Currently, combination therapy is frequently used for the treatment of OC. By assessing the ability of OC organoids to predict clinical drug response and functional consequences of tumor heterogeneity, de Witte et al demonstrated that OC organoids could faithfully recapitulate the patient response to neoadjuvant carboplatin/paclitaxel combination therapy, and inter- and intra-patient heterogeneity of drug response to both chemotherapeutic and targeted drugs was present in organoids,¹⁶ making the organoid model more closer to the clinical application.

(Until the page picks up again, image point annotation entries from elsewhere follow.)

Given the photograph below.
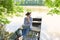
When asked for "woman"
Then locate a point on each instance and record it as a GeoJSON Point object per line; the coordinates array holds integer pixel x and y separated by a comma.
{"type": "Point", "coordinates": [27, 24]}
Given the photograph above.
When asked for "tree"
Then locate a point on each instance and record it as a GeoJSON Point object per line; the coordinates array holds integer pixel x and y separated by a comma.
{"type": "Point", "coordinates": [54, 5]}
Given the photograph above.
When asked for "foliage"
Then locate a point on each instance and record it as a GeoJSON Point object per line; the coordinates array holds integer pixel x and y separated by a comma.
{"type": "Point", "coordinates": [54, 5]}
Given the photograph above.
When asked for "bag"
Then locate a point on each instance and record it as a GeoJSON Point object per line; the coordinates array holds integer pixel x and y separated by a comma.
{"type": "Point", "coordinates": [24, 27]}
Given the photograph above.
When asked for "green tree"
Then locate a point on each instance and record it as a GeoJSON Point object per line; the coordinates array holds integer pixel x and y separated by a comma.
{"type": "Point", "coordinates": [54, 5]}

Due to lack of stromal components, PDTOs are limited in studying the effect of tumor microenvironment on tumor behaviors. Several studies have shown the potential of PDTOs in studying the mechanisms of immunotherapy efficacy and resistance when being cocultured with immune cells.^{16,17,29,45–47} Nevertheless, the value of adding immune checkpoint inhibitors, such as such as cytotoxic T lymphocyte associated antigen-4 (CTLA-4) and programmed death-1 (PD-1)/programmed death ligand-1 (PD-L1) inhibitors, to standard treatment remains unclear, and is being emphasized in ongoing clinical trials for OC. Combining CTLA-4 and PD-1 inhibitors may promote the immunotherapy efficacy in epithelial ovarian cancer, and the relevant studies on combination of immune checkpoint inhibitors with other emerging treatment methods are underway.⁴⁸ Notably, there is no solid evidence regarding the co-culture of PDTOs with immune cells in predicting immunotherapy efficacy. In the future, the co-culture technology of PDTOs with immune cells may be attempted to predict the immunotherapy efficacy in epithelial ovarian cancer.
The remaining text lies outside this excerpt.